While the S-Class has always been a comfortable, well-appointed and tech-forward vehicle, it's never been known as a driver's car, save for the rarefied AMG models. The story has changed with the new one, at least according to Mercedes. Not only does the S 580 4Matic's twin-turbo V8 make more power than before, but Mercedes' engineers have tuned the adaptive air suspension to improve handling.
Do these distinctions make a difference? There was only one way to find out. We took a 2021 Mercedes-Benz S 580 4Matic to the Edmunds track for our full battery of tests, and here's what we found.
How did the S 580 4Matic perform?
Like last year's S 560 4Matic, the 2021 S 580 4Matic uses a 4.0-liter twin-turbocharged V8 engine. Output is up by 33 horsepower for a total of 496 hp, though torque remains the same at 516 lb-ft. For 2021, Mercedes has also fitted the V8 with its EQ Boost mild hybrid system. In addition to smoothing out shifts from the nine-speed automatic and improving fuel economy, the system helps improve acceleration by filling in low-end power before the turbochargers really get going.
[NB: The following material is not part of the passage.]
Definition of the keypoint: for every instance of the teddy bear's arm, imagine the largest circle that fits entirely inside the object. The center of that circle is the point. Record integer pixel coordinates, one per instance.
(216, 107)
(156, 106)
As expected, the 2021 S 580 4Matic is quicker than the outgoing S 560, though not significantly so. It hit 60 mph in 4.7 seconds, shaving just 0.2 second off the last car's dash to 60 mph, while its speed at the quarter-mile mark ("trap speed") also improved only modestly at 110.8 mph versus 108.2 mph.
Looking at segment rivals, the S 580 4Matic edges out the entry-level Porsche Panamera to 60 mph and widens the gap considerably by the quarter mile. You can go much faster in fancier Panameras, but it'll cost you. A direct rival to the S 580 is the BMW 750i xDrive, which handily beats the Benz's acceleration times and trap speed. The S 580 trails the pack in braking distance by a wide margin, which we're hoping is mostly due to our test car's all-season tires as opposed to the grippier summer performance tires worn by the BMW and Porsche.